Paper short abstract:

Co-construction (defined as joint construction of a sentence) examples in the literature are found to not form grammatical units. The sentence analysis of these examples stems from a bias in that utterances by separate speakers are atemporally patched together in a quest to find sentences.

Paper long abstract:

Studies (e.g., Ono and Thompson 1995; Hayashi 2003) have discussed a phenomenon called co-construction, where ‘two participants engaged in conversation to jointly produce a single syntactic unit such as a sentence’ (Lerner 1991), as in:

A.

Kinoo atami no hoo de ookina jishin ga …. (Yesterday Atami of direction in large earthquake SUB)

Yesterday, in the Atami area, a big earthquake …

B.

Ee, arimashita ne. (Yes existed PTCL)

Yes, occurred (, didn’t it?). (Suzuki and Usami 2006)

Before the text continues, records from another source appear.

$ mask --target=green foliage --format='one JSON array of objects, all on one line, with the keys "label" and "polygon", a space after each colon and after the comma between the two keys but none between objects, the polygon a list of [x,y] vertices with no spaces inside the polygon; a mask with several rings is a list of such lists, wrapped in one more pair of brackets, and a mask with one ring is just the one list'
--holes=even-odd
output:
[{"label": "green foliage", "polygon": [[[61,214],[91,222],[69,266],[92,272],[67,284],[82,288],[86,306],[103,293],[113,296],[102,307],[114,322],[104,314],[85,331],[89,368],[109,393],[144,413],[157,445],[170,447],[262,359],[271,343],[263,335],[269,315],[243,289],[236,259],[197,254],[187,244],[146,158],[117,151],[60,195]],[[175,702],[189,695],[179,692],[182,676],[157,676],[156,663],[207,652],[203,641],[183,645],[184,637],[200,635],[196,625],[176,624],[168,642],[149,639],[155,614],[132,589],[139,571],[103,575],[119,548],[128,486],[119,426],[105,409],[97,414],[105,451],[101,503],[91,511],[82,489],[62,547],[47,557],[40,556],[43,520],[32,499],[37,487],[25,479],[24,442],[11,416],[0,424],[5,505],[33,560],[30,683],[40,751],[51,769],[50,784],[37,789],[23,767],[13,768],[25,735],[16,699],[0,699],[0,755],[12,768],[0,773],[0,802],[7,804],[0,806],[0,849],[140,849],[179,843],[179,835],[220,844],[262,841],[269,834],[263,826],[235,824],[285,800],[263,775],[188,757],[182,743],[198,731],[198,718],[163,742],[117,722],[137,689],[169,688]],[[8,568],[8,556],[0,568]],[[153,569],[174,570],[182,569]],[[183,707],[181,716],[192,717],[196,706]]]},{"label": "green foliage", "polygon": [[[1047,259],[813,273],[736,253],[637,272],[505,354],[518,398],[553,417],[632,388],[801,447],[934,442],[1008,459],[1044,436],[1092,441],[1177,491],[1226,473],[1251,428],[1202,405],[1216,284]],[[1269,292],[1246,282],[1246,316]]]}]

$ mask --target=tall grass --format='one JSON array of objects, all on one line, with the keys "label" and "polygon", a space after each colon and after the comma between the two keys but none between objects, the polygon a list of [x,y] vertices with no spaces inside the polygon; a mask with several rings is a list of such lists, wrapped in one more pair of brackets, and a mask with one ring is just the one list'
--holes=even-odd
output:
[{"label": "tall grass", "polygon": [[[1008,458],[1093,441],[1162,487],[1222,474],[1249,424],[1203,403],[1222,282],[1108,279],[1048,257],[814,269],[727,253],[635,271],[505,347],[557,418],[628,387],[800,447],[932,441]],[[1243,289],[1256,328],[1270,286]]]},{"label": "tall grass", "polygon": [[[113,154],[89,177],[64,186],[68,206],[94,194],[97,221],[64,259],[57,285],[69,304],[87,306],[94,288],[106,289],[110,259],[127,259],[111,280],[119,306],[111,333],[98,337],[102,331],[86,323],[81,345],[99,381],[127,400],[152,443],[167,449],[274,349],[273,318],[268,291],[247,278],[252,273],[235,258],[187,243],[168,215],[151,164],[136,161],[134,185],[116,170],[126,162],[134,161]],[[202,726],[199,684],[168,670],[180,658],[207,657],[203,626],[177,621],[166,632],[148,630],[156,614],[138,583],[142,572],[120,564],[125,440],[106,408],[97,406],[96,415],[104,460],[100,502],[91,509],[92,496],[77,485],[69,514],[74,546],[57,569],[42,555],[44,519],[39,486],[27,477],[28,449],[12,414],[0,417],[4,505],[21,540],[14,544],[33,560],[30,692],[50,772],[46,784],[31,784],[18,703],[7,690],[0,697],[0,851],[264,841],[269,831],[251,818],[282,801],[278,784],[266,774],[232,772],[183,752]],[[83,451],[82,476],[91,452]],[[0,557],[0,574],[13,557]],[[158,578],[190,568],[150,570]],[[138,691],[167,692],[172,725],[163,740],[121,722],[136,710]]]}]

However, since B’s utterance begins with ee ‘yes’, combining the two parts results in a strange sounding string:

?kinoo atami no hoo de ookina jishin ga ee arimashita ne

‘Yesterday, in the Atami area, a big earthquake, yes, occurred (,didn’t it?)’

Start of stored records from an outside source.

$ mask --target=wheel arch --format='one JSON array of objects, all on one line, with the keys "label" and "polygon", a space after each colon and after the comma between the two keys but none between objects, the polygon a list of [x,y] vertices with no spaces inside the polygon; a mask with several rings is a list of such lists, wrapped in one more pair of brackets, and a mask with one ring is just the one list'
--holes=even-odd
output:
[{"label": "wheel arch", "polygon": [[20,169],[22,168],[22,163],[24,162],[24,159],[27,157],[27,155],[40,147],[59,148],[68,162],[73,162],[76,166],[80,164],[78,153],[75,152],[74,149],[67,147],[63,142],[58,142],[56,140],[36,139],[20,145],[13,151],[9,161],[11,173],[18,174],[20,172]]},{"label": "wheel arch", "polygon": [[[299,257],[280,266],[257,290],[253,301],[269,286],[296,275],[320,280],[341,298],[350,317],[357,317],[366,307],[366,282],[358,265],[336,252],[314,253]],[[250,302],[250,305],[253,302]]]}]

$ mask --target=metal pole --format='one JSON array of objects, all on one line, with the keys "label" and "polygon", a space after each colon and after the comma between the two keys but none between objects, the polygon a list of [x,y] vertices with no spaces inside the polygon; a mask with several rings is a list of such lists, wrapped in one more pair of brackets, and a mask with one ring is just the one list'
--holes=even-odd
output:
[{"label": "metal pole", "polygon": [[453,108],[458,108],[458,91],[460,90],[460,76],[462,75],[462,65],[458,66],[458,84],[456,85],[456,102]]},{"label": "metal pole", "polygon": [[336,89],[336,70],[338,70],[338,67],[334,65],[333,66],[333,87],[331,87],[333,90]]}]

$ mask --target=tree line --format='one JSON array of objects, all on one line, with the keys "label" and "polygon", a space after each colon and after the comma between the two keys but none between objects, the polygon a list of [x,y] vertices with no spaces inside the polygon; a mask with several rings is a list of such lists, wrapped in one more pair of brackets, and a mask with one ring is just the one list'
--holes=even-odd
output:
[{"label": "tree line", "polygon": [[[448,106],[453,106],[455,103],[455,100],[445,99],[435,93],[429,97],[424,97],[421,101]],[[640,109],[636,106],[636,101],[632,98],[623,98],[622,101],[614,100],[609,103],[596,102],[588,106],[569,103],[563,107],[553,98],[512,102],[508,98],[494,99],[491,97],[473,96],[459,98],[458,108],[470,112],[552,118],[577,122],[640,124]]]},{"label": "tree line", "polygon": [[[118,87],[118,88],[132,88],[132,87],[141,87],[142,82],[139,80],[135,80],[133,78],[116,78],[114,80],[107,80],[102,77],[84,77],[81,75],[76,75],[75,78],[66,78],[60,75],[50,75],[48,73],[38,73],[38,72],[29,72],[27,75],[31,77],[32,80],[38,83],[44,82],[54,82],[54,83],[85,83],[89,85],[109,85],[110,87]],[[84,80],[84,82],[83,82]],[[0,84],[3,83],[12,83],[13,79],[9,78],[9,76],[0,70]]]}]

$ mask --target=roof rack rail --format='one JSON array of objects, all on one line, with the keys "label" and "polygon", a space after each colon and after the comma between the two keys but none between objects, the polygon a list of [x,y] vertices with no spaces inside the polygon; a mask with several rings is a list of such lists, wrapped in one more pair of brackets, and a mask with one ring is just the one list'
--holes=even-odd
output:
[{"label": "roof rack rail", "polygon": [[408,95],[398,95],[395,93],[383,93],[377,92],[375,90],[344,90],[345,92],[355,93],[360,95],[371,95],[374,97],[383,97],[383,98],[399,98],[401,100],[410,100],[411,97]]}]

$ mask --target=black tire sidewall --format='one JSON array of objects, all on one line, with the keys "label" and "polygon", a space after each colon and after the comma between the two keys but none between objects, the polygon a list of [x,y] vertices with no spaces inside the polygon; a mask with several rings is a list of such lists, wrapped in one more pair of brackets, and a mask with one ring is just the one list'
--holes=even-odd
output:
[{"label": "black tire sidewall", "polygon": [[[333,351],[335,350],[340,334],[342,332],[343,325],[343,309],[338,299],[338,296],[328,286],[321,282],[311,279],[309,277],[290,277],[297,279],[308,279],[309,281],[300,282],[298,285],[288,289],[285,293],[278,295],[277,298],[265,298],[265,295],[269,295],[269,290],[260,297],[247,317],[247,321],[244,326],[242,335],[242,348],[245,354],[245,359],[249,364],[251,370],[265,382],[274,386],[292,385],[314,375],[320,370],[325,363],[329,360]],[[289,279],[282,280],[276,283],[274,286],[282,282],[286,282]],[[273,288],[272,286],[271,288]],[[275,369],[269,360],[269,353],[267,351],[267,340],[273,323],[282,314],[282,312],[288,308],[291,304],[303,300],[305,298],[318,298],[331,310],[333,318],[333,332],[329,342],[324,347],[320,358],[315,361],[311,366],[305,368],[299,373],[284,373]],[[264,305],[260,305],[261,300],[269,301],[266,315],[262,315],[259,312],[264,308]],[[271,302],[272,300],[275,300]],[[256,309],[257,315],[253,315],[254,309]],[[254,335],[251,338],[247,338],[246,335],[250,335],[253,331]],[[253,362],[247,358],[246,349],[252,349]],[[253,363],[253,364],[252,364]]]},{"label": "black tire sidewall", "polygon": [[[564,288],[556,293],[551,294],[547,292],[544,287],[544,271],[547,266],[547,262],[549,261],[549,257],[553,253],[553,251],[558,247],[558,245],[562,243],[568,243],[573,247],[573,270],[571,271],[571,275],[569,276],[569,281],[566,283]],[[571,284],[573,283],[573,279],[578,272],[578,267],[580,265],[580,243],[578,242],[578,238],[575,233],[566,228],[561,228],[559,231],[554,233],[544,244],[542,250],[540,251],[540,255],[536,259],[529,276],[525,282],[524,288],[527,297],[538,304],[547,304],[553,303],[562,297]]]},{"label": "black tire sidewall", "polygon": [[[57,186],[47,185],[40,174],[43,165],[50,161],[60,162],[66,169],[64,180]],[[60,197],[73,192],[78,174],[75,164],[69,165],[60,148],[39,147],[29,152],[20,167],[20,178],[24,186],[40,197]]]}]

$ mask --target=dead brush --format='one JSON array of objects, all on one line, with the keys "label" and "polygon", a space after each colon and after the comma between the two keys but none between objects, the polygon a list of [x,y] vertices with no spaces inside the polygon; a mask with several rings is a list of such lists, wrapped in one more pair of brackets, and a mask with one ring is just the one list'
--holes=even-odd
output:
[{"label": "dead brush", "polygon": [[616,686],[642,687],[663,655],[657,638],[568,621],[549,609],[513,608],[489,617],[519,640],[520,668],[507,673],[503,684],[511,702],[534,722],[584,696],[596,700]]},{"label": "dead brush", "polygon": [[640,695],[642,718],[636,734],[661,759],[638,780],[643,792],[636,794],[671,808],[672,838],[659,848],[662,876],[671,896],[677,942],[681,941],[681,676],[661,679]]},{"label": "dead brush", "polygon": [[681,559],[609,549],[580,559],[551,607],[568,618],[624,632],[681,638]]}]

Even more problematic to the co-construction analysis is observed in what the two utterances do in the talk. A’s utterance introduces ‘yesterday’s big earthquake in the Atami area’ into the talk. B accepts it with ee ‘yes’ and continues to talk about the shared referent by confirming its occurrence as ‘(it) occurred (, didn’t it?)’. Japanese has long been known for the frequent non-overt expression of referents (i.e., zero anaphora), and this characterization based on the shared referent seems more realistic than the co-construction analysis which produces a strange sounding string.

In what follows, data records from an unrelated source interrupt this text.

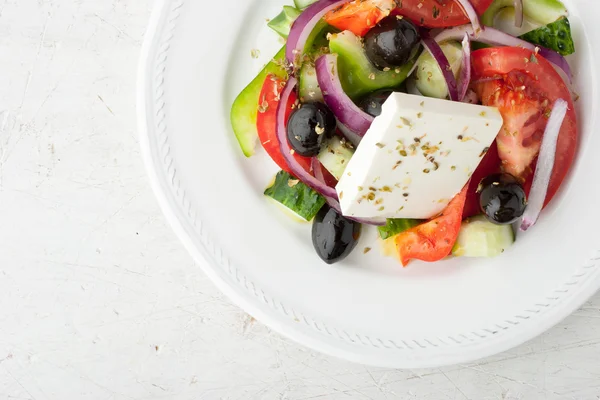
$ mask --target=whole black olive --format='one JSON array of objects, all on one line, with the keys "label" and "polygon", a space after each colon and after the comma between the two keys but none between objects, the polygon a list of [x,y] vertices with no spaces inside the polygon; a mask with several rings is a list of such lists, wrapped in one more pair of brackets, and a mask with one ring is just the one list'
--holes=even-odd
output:
[{"label": "whole black olive", "polygon": [[336,126],[335,116],[325,104],[303,104],[288,121],[288,142],[296,153],[313,157],[319,154],[323,139],[333,136]]},{"label": "whole black olive", "polygon": [[525,190],[510,174],[495,174],[484,178],[477,192],[481,210],[495,224],[512,224],[525,213]]},{"label": "whole black olive", "polygon": [[348,257],[358,244],[361,225],[340,215],[325,205],[315,217],[312,241],[317,254],[327,264],[334,264]]},{"label": "whole black olive", "polygon": [[367,114],[373,117],[379,117],[381,115],[383,103],[385,103],[391,94],[392,91],[390,90],[378,90],[377,92],[370,93],[360,99],[358,106]]},{"label": "whole black olive", "polygon": [[406,64],[421,36],[407,19],[391,16],[383,19],[365,35],[367,57],[378,69]]}]

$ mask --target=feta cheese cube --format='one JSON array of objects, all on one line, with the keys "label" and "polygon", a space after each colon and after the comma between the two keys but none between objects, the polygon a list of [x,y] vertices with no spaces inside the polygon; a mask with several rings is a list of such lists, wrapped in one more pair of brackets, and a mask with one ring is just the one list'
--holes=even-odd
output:
[{"label": "feta cheese cube", "polygon": [[467,184],[502,123],[493,107],[393,93],[336,187],[343,214],[436,216]]}]

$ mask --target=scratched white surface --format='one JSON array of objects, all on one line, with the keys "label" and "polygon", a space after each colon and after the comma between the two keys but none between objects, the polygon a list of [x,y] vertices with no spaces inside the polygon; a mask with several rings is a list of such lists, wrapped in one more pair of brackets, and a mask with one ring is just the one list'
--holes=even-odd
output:
[{"label": "scratched white surface", "polygon": [[146,181],[150,7],[0,0],[0,399],[600,399],[600,296],[519,349],[422,371],[316,354],[233,306]]}]

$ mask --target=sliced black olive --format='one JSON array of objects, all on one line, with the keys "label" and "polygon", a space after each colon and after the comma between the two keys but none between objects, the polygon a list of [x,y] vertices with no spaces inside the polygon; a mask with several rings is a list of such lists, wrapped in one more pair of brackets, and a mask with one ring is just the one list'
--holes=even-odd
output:
[{"label": "sliced black olive", "polygon": [[288,121],[288,142],[301,156],[316,156],[323,139],[335,133],[336,125],[335,116],[325,104],[303,104],[292,113]]},{"label": "sliced black olive", "polygon": [[383,19],[365,35],[367,57],[378,69],[400,67],[408,62],[421,36],[407,19]]},{"label": "sliced black olive", "polygon": [[477,191],[481,210],[495,224],[512,224],[525,213],[525,190],[510,174],[495,174],[484,178]]},{"label": "sliced black olive", "polygon": [[313,246],[327,264],[342,261],[354,250],[360,238],[361,225],[325,205],[312,226]]},{"label": "sliced black olive", "polygon": [[378,90],[377,92],[370,93],[360,99],[358,106],[367,114],[373,117],[379,117],[381,115],[383,103],[385,103],[391,94],[391,90]]}]

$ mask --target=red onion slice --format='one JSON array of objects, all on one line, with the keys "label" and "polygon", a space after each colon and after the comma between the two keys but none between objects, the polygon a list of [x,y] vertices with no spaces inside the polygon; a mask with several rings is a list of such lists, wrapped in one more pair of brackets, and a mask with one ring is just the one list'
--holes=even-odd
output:
[{"label": "red onion slice", "polygon": [[294,89],[296,89],[297,84],[298,80],[294,77],[290,77],[283,88],[283,91],[281,92],[281,99],[279,101],[279,105],[277,106],[276,133],[277,139],[279,140],[279,151],[283,155],[283,158],[285,158],[285,161],[290,167],[290,171],[296,178],[323,196],[337,199],[337,192],[335,189],[330,188],[323,182],[316,179],[304,168],[302,168],[300,164],[298,164],[298,161],[296,161],[296,158],[293,156],[294,152],[288,143],[287,130],[285,127],[285,113],[290,95],[294,92]]},{"label": "red onion slice", "polygon": [[519,39],[508,33],[504,33],[498,29],[486,27],[479,36],[476,38],[473,34],[473,28],[470,25],[457,26],[456,28],[446,29],[435,37],[435,41],[438,43],[445,42],[447,40],[462,40],[465,33],[469,35],[471,40],[477,42],[487,43],[492,46],[511,46],[511,47],[522,47],[531,51],[538,51],[539,55],[544,57],[546,60],[551,62],[560,68],[568,77],[569,83],[572,80],[571,67],[567,60],[558,54],[557,52],[546,49],[544,47],[538,47],[525,40]]},{"label": "red onion slice", "polygon": [[469,84],[471,83],[471,39],[465,32],[465,38],[462,41],[462,67],[460,69],[460,85],[458,88],[458,101],[464,101]]},{"label": "red onion slice", "polygon": [[[471,29],[471,32],[473,30]],[[442,48],[438,44],[436,40],[434,40],[429,33],[423,31],[421,33],[421,41],[423,42],[423,46],[431,53],[435,61],[440,66],[442,70],[442,74],[444,75],[444,79],[446,80],[446,85],[448,86],[448,95],[450,96],[450,100],[458,101],[458,88],[456,83],[456,78],[454,77],[454,72],[452,71],[452,67],[450,66],[450,62],[448,58],[442,51]]]},{"label": "red onion slice", "polygon": [[[319,161],[319,159],[317,157],[313,157],[312,162],[312,169],[313,172],[315,173],[315,178],[317,178],[319,181],[321,181],[323,184],[325,184],[325,176],[323,175],[323,165],[321,164],[321,162]],[[342,207],[340,206],[340,203],[335,200],[332,199],[331,197],[325,197],[325,201],[327,201],[327,204],[329,204],[329,207],[333,208],[335,211],[338,212],[338,214],[340,215],[344,215],[342,213]],[[347,217],[344,215],[345,218],[348,218],[351,221],[354,222],[358,222],[359,224],[364,224],[364,225],[374,225],[374,226],[384,226],[387,221],[385,219],[378,219],[378,218],[354,218],[354,217]]]},{"label": "red onion slice", "polygon": [[470,0],[457,0],[460,6],[469,17],[471,21],[471,25],[473,25],[473,31],[475,32],[475,37],[479,36],[479,33],[483,30],[481,26],[481,21],[479,20],[479,14],[477,14],[477,10],[473,7]]},{"label": "red onion slice", "polygon": [[344,92],[338,74],[337,54],[326,54],[319,57],[315,62],[315,69],[327,107],[344,127],[360,137],[364,136],[374,118],[354,104]]},{"label": "red onion slice", "polygon": [[548,185],[550,184],[550,178],[554,169],[558,136],[568,109],[569,103],[566,100],[558,99],[554,103],[550,118],[548,118],[537,167],[533,176],[533,185],[529,193],[529,203],[521,222],[522,231],[526,231],[537,222],[544,207],[546,195],[548,194]]},{"label": "red onion slice", "polygon": [[319,0],[310,5],[294,21],[287,39],[285,58],[287,62],[297,69],[299,64],[297,60],[304,52],[306,41],[319,21],[329,11],[339,7],[351,0]]},{"label": "red onion slice", "polygon": [[515,26],[520,28],[523,26],[523,0],[513,0],[513,7],[515,8]]}]

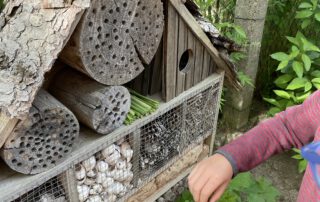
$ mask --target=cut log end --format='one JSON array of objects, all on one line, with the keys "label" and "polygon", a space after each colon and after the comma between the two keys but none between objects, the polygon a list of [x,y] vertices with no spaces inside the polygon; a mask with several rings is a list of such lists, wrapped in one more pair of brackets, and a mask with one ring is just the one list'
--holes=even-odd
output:
[{"label": "cut log end", "polygon": [[95,0],[61,58],[100,83],[122,85],[151,62],[163,26],[160,0]]},{"label": "cut log end", "polygon": [[7,139],[1,155],[13,170],[37,174],[60,163],[78,136],[78,121],[64,106],[33,106],[28,118],[19,122]]},{"label": "cut log end", "polygon": [[102,106],[94,112],[93,125],[101,134],[108,134],[122,126],[130,110],[129,91],[121,86],[113,86],[104,92]]}]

We examine Japanese examples previously analyzed as co-construction in order to show that speakers are better understood to be simply engaged in activities such as continuing to talk and asking about the shared referent. We suggest that the co-construction analysis stems from a common bias in that researchers fail to see how each utterance is produced or for what purpose, and patch together the utterances by multiple speakers atemporally in their quest to find sentences.